Pour s'échapper de son Nouveau-Mexique natal, Zach Condon a moins usé du Crystal Meth ou de la highway to Tijuana que de ses fantasmes pour la France de Godard et les fanfares de l'Est. Après deux essais proches du chef d'œuvre, à l'Ouest rien de très nouveau, Beirut revient avec "The Rip Tide", un journal intime où il fait sortir son spleen de cage.
Une œuvre est toujours le reflet de son auteur et si, à première écoute, “The Rip Tide” donne le sentiment d'un Beirut devenu l'ombre de lui-même, c’est que cet album fait suite à une phase de turbulence identitaire chez Zach Condon. Enchainant plus de tournées qu'un pilier de bar, fraichement marié et installé à Brooklyn avec ses deux chats (Orly et Charles De Gaulle), Zach, quelque peu à l’étroit dans sa nouvelle peau de grand garçon, s’est lancé dans une catharsis. Thérapie sur neuf titres, "The Rip Tide" reprend les grands poncifs de ses œuvres d’antan, la grandiloquence en berne.
Santa Fe – The Rip Tide by PompeiiRecordingco
Mais entendons-nous bien, ce troisième album n'est pas du Beirut allégé. C'est du Beirut de chambre, de canapé. Un peep-show des états d'âme de Condon ou un grand déballage de grisaille à la démesure orchestrale bridée par cette intimité retrouvée. Le moral quelque peu dans les socquettes, Zach prend le parti de ne pas faire hurler les clairons et revient même papillonner vers ses amourettes électroniques d'adolescent.
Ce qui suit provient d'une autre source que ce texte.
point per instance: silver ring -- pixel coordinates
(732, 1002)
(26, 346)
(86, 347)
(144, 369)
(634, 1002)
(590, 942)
Une remise en question assez peu brutale puisque Zach susurre toujours quelques citations des Balkans, de Brel ou Gainsbourg.
Sur ce troisième LP, Beirut essaie d'imposer une signature plus prégnante, de braquer l’objectif sur lui et de flouter les contours de son esthétique. Moins Beirut mais plus Zach Condon, "The Rip Tide" est son œuvre la plus sincère et confidente. Centré sur son aimable personne, abordant ses propres expériences, cet album n'a pas de "Sunday Smile" ou de "Nantes" mais un "Santa Fe" ode à sa ville natale, symbolique de son envie de s’aborder. L'huitre s'est ouverte sans laisser de perles derrière elle.